0 von 1 Usern fanden diesen Bericht hilfreich, 0 von 0 Usern stimmten diesem Bericht zu.

Marsa Shagra Ecolodge ist ein Zeltcamp. Die Zelte sind recht einfach aber vollkommen ausreichend.
Es gibt auch einige Huts und Chalets.
Die Zelte und Huts haben Gemeinschaftstoiletten und Duschen. Die aber Top-sauber sind.Die Chalets haben ein eigenes bad und eine eigene Toilette.
Die Anlage liegt etwa 45km vom Airport Marsa Alam weg.
Das Essen ist sehr gut. Frühstüch, Mittagessen, Kuchen und Abendessen. Alle Softdrinks sowie Wasser inkl., Bier 0,5l kostet 2€.
Die Angestellten in der Basis sind alle superfreundlich. Man sollte allerdings Englisch können um seine Bedürfnisse zu erfragen.
Nitrox wenn benötigt 32, 36 kostet pro tank 6€ extra.
Speedboottouren kosten 5€ extra.
Elphinestone Reef mit Speedboot kostet 20€ für einen, 35€ für 2 Tauchgänge. Fahrzeit etwa 25 min.
Dolphin House 2 Tauchgänge als Ganztagesausflug kosten 50€.
Das Tauchpaket beinhaltet 5 Tage non Limted Hausriff tauchen. Strandtauchgänge bzw. Zodiaktauchgänge und Trucktauchgänge.
Ein Extra Tauchtag kostet 35€.
T-Shirt 15€, Sweater 30€
Alle Preise verstehen sich zuzügl. 10% TAX Gebühr.
Zum tauchen: Ich kann jetzt nur von meinen Erfahrungen schreiben. Elphinestone Reef nur für Könner superstarke Strömung ansonsten gut aber nicht spektakuläres gesehen. Andere haben Hammerhaie, Mantas etc. gesehen.
Dolhine House: Delphine nur aus der Entfernung über Wasser gesehen ansonsten sehr schöne Korallen
und Felsformationen. Fahrzeit mit Truck ca. 45 min. anschliessend mit Boot 45min.

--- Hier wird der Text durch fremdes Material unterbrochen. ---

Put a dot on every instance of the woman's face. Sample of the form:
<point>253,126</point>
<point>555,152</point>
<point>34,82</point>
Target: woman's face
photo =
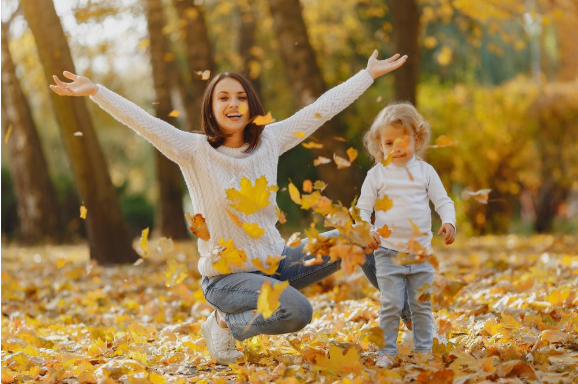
<point>228,98</point>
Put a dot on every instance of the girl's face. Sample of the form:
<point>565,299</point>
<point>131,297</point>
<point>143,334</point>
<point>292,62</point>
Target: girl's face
<point>228,96</point>
<point>403,149</point>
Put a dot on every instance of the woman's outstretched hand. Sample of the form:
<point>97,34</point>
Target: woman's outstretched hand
<point>378,68</point>
<point>80,86</point>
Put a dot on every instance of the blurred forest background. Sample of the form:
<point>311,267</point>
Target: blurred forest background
<point>499,78</point>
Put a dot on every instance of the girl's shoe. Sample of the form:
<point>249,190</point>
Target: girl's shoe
<point>384,362</point>
<point>220,342</point>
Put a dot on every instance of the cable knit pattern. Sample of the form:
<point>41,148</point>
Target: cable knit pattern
<point>209,172</point>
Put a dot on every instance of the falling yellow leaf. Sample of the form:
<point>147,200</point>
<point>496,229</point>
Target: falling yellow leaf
<point>294,193</point>
<point>383,204</point>
<point>341,162</point>
<point>251,198</point>
<point>83,212</point>
<point>8,134</point>
<point>294,240</point>
<point>272,264</point>
<point>341,362</point>
<point>229,255</point>
<point>264,120</point>
<point>205,75</point>
<point>352,154</point>
<point>253,230</point>
<point>198,226</point>
<point>321,160</point>
<point>243,108</point>
<point>144,240</point>
<point>312,145</point>
<point>268,300</point>
<point>307,186</point>
<point>384,231</point>
<point>299,134</point>
<point>234,218</point>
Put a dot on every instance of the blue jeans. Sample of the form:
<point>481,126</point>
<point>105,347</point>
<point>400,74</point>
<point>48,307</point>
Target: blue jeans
<point>236,294</point>
<point>397,284</point>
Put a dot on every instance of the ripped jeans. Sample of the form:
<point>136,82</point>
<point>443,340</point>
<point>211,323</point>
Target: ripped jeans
<point>236,294</point>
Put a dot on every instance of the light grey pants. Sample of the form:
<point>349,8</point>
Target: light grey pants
<point>236,294</point>
<point>398,283</point>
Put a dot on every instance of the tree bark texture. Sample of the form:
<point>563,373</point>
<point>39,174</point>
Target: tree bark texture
<point>170,216</point>
<point>307,85</point>
<point>108,234</point>
<point>405,42</point>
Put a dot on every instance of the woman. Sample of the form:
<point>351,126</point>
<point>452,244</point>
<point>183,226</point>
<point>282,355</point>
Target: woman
<point>232,151</point>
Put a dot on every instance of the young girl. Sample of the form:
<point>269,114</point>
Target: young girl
<point>400,192</point>
<point>233,148</point>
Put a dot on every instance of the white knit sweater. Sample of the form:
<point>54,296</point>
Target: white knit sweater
<point>410,201</point>
<point>208,172</point>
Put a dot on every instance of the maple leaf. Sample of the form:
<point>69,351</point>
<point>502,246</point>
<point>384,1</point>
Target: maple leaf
<point>351,154</point>
<point>321,160</point>
<point>351,256</point>
<point>229,255</point>
<point>268,300</point>
<point>307,186</point>
<point>312,145</point>
<point>144,240</point>
<point>235,218</point>
<point>383,204</point>
<point>249,199</point>
<point>198,226</point>
<point>263,120</point>
<point>341,362</point>
<point>341,162</point>
<point>384,231</point>
<point>83,212</point>
<point>272,264</point>
<point>294,193</point>
<point>253,230</point>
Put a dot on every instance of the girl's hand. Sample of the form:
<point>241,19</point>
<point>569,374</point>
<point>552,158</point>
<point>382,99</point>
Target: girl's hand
<point>378,68</point>
<point>449,231</point>
<point>375,241</point>
<point>80,86</point>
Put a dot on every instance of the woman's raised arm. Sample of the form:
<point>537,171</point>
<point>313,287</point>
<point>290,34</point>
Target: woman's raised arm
<point>175,144</point>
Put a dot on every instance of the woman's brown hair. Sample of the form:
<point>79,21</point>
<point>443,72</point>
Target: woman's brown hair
<point>214,134</point>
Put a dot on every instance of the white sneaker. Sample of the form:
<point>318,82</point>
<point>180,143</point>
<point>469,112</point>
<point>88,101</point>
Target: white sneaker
<point>384,362</point>
<point>220,341</point>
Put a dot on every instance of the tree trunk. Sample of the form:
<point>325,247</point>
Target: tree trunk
<point>247,44</point>
<point>107,231</point>
<point>405,42</point>
<point>307,85</point>
<point>37,205</point>
<point>199,53</point>
<point>170,215</point>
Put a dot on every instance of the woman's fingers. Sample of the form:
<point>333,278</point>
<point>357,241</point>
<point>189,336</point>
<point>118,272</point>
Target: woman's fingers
<point>70,75</point>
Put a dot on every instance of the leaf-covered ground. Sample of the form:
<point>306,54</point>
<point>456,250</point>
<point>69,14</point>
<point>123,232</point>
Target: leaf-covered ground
<point>507,306</point>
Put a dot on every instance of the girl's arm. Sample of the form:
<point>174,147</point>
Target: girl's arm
<point>175,144</point>
<point>310,118</point>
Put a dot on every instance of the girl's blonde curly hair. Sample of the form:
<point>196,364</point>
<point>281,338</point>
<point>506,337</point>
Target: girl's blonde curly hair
<point>409,118</point>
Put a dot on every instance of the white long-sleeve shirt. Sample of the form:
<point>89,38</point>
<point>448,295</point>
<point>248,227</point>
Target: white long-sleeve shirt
<point>209,172</point>
<point>410,201</point>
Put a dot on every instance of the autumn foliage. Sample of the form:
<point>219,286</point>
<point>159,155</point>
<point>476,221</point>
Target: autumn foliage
<point>506,305</point>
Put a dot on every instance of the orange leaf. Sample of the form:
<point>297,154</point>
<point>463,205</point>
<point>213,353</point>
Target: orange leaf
<point>352,154</point>
<point>198,226</point>
<point>321,160</point>
<point>268,300</point>
<point>341,162</point>
<point>264,120</point>
<point>384,231</point>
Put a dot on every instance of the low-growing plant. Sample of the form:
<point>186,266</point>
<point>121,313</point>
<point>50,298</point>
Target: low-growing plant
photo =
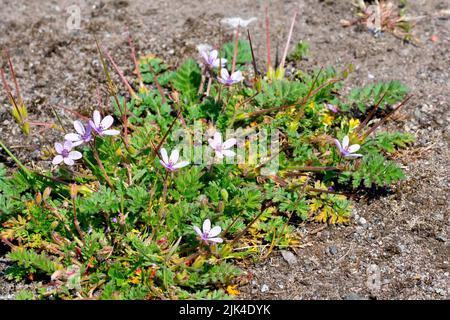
<point>159,194</point>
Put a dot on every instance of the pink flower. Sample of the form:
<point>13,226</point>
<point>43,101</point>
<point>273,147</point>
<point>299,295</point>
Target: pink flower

Hausriff: Superschönes Hausriff klasse Korallenlandschaft Napoleons, Schildkröten, Haie,
Krokodilfische, Steinfische,Kofferfische noch und nöcher. Tolle Nachtauchgänge!Mit dem Truck werden versch. andere Tauchplätze angefahren z.b Marsa abu dahab (Dugongplatz) mit viel Glück sieht man dort eine ca. 2,5m große Seekuh, Schildkröten eigentlich immer (sehr grosse).
Fazit: Eine für Taucher sehr gute Anlage viel Tauchen (29 tauchgänge in 6 Tagen) gutes und ausreichendes Essen und Abens findet man immer jemanden zum Tauchaustausch.